Oddly, though, it’s not that exciting on a bendy road. Grip and traction are massive, but the steering has a detached feel about it. That’s in marked contrast to the lighter BMW’s steering, which is much more informative about what’s going on with the front wheels. Its stiffer suspension reduces roll, too, but creates a harder ride than the Audi’s.
Power from the BMW’s twin-turbo 3.0-litre six exactly matches the Audi’s, and although its six-speed manual gearbox is excellent, that plus putting all the power through the rear wheels hampers it on absolute acceleration times. Still, the engine’s responses are sharper than the Audi’s and the noise at high revs is addictive. The absence of 4WD means you have to exercise some care with the 1 M on wet roads, but the stability control system will help you. The fact is that the BMW is a great driver’s car.
Get into the Audi’s too-high driving seat and apart from the ‘RS3’ badges on the gearknob and flat-bottomed steering wheel you’ll struggle to distinguish it from a regular A3. You get a sportier feel from the BMW’s lower-mounted and body-gripping seats but, odd slice of stitched Alcantara apart, it’s another fairly mundane cabin.
Naturally, the five-door hatchback RS3 is much the more practical choice. You can only take two rear passengers In the BMW, but they’ll do nearly as well on head, leg and shoulder room as the same two would have in the back of the Audi.
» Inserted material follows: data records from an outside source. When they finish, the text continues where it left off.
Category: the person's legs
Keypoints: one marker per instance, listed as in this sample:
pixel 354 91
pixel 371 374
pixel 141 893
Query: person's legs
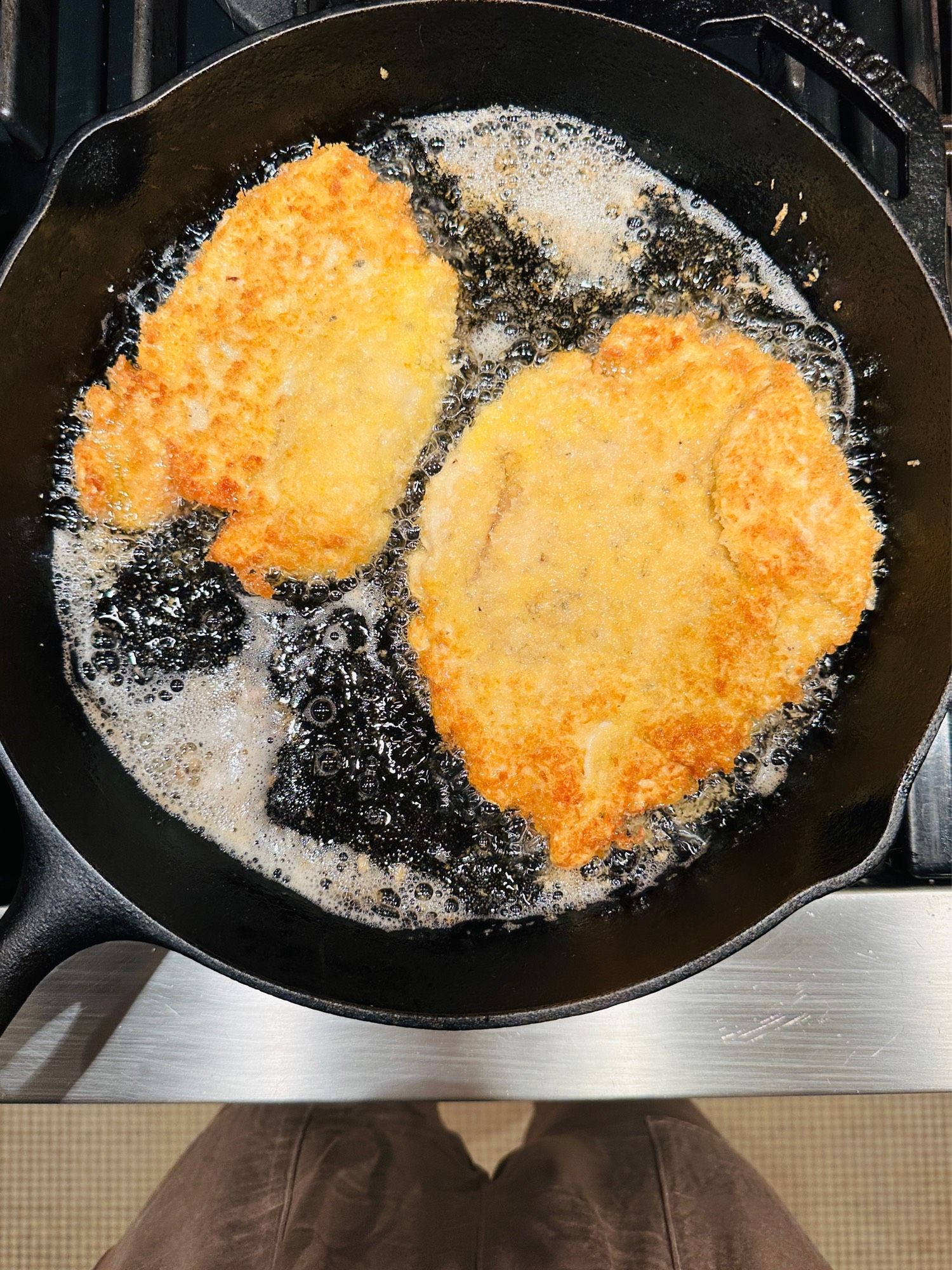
pixel 635 1186
pixel 313 1188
There’s nothing between the two on front space, and the BMW actually has the bigger boot, but its small opening makes loading more difficult.
On purchase costs, it’s impossible to ignore the disparity between these two. £40,000 is pretty much the minimum entry price for a 1 M, and the examples that are for sale may well have low miles, cranking prices up even higher. Its collectability means that depreciation isn’t going to be an issue though, whereas it still is for the RS3.
You may not care overmuch about fuel economy with cars like these but the Audi’s 31.0mpg is marginally better than the BMW’s 29.4mpg. Servicing costs are also going to be quite similar, with the BMW being slightly cheaper. Surveys indicate that neither of these marques has a stellar rating for reliability or customer satisfaction.
On paper, the vastly cheaper Audi RS3 Sportback seems like the obvious choice. It’s classy, practical enough to use as a daily driver, and really fast in all kinds of conditions thanks to its four-wheel drive system.
But cars aren’t driven on paper. In the real world, the RS3 disappoints in terms of excitement and looks, which are the things you’re paying for when you’re not opting for a bottom of the range A3.
The massive price gap between the RS3 and 1 M might stop you buying the BMW, but if you can afford it this is the car you should go for. It’s dear, sure, but you won’t lose any of your money on it. You might even make a profit when it comes to selling it. That’s the beauty of a cult car.
And this is a cult car that fully deserves its status. It was one of the BMW M Division’s most thrilling cars when it came out, and it still is today. The ride isn’t plush and the rear-end grip needs watching, but the points on the plus side of the 1 M equation – the fantastic engine and chassis – easily outweigh those small demerits.